PET/CT = better cancer patient management
  Mary C. Tierney, Editorial Director
Believing and proving that an imaging procedure is effective are two different things. It’s all in the evidence—evidence-based medicine, that is. Recently released, evidence-based data show molecular imaging enables better oncology patient management decisions.

Diagnostic findings from PET/CT imaging changed the intended care of more than one in three cancer patients, according to a study of first-year data from the National Oncologic PET Registry (NOPR), published in the Journal of Clinical Oncology in May. The study analyzed data of nearly 23,000 patients contributed to NOPR by more than 1,200 U.S. facilities that provide PET scans. It found that FDG-PET utilization is associated with a 36.5 percent change in the decision of whether or how to treat a patient’s cancer. It also showed that for patients with a pre-PET plan of biopsy, the post-PET plan had a significant impact on care—with patients avoiding biopsy about 75 percent of the time.

NOPR—sponsored by the Academy of Molecular Imaging and managed by the American College of Radiology and the ACR Imaging Network—was initiated in November 2005 in response to the CMS proposal to expand coverage for PET with F18-FDG PET to include cancers and indications not currently eligible for Medicare reimbursement. It created a way for facilities to get paid for PET/CT studies. (The registry is still open, continuing to accept about 200 patients a day.)

NOPR was designed to meet CMS criteria for evidence development; thus, all patients are Medicare beneficiaries. Cancer types that Medicare currently reimburses for only through NOPR include those of the ovary, uterus, prostate, pancreas, stomach, kidney and bladder. The NOPR web site,, has a complete list of its covered cancer types for the registry.

On the basis of these findings, NOPR has formally asked CMS to reconsider its current National Coverage Determination on FDG-PET and requested that it provide Medicare coverage of FDG-PET for diagnosis, staging and restaging across all oncologic indications.
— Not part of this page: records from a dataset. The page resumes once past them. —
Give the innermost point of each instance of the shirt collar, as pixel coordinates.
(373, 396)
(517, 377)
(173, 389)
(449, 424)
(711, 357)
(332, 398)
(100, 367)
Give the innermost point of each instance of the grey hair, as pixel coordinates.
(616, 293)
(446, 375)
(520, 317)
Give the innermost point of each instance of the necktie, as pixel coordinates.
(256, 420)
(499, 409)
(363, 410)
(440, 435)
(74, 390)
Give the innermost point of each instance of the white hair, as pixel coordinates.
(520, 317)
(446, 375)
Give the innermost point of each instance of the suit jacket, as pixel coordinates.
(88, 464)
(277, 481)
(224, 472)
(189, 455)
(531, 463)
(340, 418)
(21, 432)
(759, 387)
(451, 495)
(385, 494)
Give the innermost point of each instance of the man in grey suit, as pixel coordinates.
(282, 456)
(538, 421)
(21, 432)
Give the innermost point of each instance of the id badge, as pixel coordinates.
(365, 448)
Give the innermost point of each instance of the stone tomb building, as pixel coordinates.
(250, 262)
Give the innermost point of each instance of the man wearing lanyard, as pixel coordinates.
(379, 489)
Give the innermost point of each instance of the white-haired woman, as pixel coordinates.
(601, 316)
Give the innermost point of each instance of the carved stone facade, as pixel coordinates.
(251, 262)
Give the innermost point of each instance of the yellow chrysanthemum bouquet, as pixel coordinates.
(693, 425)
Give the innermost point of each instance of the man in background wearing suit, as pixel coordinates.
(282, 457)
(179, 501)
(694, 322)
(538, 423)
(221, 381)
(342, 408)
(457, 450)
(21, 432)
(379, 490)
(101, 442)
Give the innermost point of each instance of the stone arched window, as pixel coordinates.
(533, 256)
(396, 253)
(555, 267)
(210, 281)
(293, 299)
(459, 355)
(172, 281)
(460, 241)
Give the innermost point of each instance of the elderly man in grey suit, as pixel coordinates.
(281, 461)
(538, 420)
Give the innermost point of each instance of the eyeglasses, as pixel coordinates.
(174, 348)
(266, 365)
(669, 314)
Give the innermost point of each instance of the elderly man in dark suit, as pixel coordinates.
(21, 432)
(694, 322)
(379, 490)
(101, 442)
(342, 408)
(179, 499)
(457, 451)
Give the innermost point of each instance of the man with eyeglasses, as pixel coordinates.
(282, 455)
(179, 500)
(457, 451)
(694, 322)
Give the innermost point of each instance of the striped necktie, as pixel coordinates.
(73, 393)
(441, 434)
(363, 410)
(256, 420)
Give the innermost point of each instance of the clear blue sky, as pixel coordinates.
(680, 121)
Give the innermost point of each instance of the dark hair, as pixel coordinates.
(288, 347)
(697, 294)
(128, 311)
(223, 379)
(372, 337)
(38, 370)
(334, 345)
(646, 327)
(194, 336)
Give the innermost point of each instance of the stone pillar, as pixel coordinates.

CMS is expected to issue a formal response to the NOPR request by October.

Besides having a significant impact on cancer patient management and gaining reimbursement for cancer imaging studies, the NOPR model holds great promise as a structure for future evidence-based molecular imaging indications. This could answer the call of healthcare policy-makers and payors that are increasingly demanding that evidence-based data justify the utilization of imaging procedures.